How I carried my home around for a year
and why pliability benefits your changemaking | On home | Part 1
“Where are you from?”
Traveling for my book tour these past weeks tripped some wires around this benign question.
Those aware of less than neat answers don’t tend to ask this in the throw-away manner of, “How are you?” Those who do aim to signal affability and expect simple answers that trace one’s moral and socio-political roots to a singular spot on the planet. I always disappoint them.
I have moved countries eight times. Held three citizenships. For years, described myself as the loneliest person I knew. And — the subject of this post — for a year+, reduced “home” to a suitcase.
Image credit: azeret33 for Pixabay under Creative Commons license
My reconning with the concept of “home” is not unique. I suspect some of you — whether military brats or the globally mobile army fighting for social and environmental justice — would relate. What I hope is that the insights I drew from conducting an experiment on myself — giving up a home when I finally had it — can help all of us become the best changemakers we can be.
Let me be clear: while I was literally homeless — I had no home or address — I was not forced into that choice or lived on the street.
Spun from rituals , community, and cherished objects, a home finally held me in its gentle embrace
It was 2012. Having established myself in Melbourne, Australia I had started my consulting practice Vivit and turned 30 surrounded by friends.
Within an acceptable radius for a cycle commute, I had chosen St Kilda (a Melbourne suburb) and found a modern spacious apartment. Having always lived ready to move, I was buying things that stayed put, like artwork and fabulous wine glasses. I had a group of friends who assumed we’d spend weekends together. The local farmers markets, yoga studio, and remedial massage wove into a routine.
For the first time since I was a kid in Moscow, I felt at home.
I was so content that I did not want a single thing to change.
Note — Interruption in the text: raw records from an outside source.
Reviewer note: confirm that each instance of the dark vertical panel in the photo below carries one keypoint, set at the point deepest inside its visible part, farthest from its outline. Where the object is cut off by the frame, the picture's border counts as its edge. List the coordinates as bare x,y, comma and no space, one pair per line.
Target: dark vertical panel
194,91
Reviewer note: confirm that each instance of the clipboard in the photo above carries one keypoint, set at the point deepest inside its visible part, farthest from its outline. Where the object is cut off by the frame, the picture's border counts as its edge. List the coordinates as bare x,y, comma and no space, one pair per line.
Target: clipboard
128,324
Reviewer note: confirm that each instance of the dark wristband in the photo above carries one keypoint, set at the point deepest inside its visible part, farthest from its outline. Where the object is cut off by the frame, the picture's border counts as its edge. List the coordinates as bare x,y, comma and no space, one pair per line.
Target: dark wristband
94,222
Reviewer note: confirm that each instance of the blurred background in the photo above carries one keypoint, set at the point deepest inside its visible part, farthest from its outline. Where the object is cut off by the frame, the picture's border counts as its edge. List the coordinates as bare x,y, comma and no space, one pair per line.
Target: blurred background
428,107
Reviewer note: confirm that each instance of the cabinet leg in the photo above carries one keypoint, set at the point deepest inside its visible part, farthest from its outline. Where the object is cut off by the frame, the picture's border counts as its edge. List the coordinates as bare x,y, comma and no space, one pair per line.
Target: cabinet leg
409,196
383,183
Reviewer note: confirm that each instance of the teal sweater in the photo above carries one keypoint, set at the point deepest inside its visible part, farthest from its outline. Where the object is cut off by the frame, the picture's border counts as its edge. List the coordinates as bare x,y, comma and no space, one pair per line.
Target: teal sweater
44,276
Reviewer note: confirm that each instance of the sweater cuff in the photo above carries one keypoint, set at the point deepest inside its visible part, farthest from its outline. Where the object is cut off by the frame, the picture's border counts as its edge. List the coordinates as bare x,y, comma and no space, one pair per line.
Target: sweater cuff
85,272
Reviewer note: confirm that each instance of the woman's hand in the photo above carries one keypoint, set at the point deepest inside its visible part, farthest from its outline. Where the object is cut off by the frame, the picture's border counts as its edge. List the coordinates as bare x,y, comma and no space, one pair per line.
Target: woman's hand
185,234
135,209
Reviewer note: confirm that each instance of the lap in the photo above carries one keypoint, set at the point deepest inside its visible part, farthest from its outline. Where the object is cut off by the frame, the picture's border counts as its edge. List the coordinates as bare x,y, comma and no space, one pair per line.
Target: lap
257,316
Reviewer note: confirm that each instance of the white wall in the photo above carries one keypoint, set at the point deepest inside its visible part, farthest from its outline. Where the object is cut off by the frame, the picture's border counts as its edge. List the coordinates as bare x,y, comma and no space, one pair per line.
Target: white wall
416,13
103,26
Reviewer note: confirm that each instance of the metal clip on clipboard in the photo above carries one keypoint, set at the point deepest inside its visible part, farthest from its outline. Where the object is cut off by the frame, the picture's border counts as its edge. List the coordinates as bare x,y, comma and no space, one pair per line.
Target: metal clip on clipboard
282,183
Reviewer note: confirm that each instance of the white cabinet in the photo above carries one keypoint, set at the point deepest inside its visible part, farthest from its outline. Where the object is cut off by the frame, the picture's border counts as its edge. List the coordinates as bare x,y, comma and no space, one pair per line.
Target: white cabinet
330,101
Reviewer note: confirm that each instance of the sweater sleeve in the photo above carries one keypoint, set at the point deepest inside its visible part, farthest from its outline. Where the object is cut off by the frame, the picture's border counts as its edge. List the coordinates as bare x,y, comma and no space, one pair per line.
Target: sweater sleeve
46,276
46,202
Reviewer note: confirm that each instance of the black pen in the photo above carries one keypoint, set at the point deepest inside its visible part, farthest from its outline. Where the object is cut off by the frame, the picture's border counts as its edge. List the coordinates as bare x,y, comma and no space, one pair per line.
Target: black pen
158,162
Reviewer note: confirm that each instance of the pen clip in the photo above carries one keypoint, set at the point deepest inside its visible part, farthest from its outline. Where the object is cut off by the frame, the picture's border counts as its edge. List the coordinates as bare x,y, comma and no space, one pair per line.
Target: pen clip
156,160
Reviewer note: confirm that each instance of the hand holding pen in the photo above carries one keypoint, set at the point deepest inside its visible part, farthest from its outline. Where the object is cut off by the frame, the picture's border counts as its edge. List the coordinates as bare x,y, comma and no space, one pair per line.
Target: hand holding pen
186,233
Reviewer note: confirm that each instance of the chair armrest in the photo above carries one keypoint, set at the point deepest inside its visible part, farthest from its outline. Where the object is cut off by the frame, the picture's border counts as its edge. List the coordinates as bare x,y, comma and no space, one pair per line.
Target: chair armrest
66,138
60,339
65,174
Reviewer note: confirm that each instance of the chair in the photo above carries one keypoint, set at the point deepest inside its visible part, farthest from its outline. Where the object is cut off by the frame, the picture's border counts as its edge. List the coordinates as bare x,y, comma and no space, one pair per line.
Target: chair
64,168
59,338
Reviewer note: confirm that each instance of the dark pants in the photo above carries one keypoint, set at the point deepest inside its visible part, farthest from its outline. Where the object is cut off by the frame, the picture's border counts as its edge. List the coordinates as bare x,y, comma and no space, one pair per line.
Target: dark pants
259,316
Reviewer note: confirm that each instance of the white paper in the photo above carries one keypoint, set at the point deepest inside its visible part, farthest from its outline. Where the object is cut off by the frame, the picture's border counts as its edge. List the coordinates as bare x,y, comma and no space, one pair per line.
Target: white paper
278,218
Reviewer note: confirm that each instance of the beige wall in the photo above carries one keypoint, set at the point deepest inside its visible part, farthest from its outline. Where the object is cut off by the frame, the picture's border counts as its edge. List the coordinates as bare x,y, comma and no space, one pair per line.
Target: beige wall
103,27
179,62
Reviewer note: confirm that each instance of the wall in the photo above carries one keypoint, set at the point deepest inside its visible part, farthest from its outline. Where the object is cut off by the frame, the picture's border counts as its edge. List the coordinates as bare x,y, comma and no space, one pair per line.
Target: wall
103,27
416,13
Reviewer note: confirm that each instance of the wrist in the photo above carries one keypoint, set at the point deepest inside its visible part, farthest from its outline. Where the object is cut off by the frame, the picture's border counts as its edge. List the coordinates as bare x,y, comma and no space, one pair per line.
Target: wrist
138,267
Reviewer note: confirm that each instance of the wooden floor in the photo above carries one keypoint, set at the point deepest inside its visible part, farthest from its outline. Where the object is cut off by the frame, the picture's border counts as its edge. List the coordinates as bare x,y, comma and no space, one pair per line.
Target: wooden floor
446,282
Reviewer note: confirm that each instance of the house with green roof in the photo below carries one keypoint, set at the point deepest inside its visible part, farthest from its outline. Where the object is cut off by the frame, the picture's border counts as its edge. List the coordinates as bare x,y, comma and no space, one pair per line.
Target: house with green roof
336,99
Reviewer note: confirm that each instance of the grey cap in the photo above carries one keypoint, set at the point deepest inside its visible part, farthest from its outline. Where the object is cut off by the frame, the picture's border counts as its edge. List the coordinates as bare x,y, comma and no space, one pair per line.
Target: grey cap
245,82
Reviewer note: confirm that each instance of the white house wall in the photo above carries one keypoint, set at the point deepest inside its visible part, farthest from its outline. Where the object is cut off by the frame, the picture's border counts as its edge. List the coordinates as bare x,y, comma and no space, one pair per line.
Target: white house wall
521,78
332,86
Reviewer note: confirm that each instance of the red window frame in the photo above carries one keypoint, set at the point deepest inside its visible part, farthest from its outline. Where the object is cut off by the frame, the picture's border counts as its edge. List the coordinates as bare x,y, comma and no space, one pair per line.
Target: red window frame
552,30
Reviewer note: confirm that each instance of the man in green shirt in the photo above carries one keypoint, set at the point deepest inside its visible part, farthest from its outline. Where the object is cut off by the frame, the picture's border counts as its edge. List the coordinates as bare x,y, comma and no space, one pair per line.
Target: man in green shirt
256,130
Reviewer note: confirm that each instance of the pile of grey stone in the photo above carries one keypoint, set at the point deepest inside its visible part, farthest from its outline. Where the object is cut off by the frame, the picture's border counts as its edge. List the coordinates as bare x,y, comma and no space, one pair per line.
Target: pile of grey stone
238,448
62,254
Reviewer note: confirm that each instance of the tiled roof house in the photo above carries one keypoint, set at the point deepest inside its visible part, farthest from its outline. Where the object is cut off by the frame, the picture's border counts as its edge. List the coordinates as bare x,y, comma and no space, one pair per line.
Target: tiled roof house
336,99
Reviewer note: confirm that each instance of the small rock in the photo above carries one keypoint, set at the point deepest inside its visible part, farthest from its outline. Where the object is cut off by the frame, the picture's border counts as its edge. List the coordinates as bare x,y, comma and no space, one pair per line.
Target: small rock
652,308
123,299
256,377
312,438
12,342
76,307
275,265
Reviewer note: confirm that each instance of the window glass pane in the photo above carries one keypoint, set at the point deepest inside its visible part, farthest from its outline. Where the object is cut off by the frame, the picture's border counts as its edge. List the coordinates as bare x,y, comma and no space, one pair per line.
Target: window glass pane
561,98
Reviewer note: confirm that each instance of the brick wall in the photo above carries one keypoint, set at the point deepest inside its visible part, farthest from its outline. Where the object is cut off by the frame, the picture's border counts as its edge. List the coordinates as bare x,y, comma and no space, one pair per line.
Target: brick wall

And that — once it sunk in — compelled me to change everything.
Within weeks, I got rid of all possessions that didn’t make it into a single suitcase and embarked on living without a home for what amount to more than a year.
Why did I give it all up? What made it onto my shortlist of kept possessions? What was that like? Would I do it again? Should you try, and what might that look like for you?
Carving out my niche in transformation, I was a leading workplace change strategist.
We were asking people who had, for their entire careers, sat at desks propped by bulging filing drawers and covered with clutter to shift to modern ways of working. In part because of my efforts, thousands of people were experiencing laptops for the first time and getting used to storing their belongings in lockers while we — ever so gently — were starting to talk about going paperless. Being the first person who most could name to do just that, I modeled what we asked others to try, sharing in both the discomfort and the benefits. Succumbing to the gravity of my own risk-free life’s comforts started to make me feel like a fraud while I was asking people to trust me in jumping off their proverbial ledges.
My own living arrangements were also creating tension.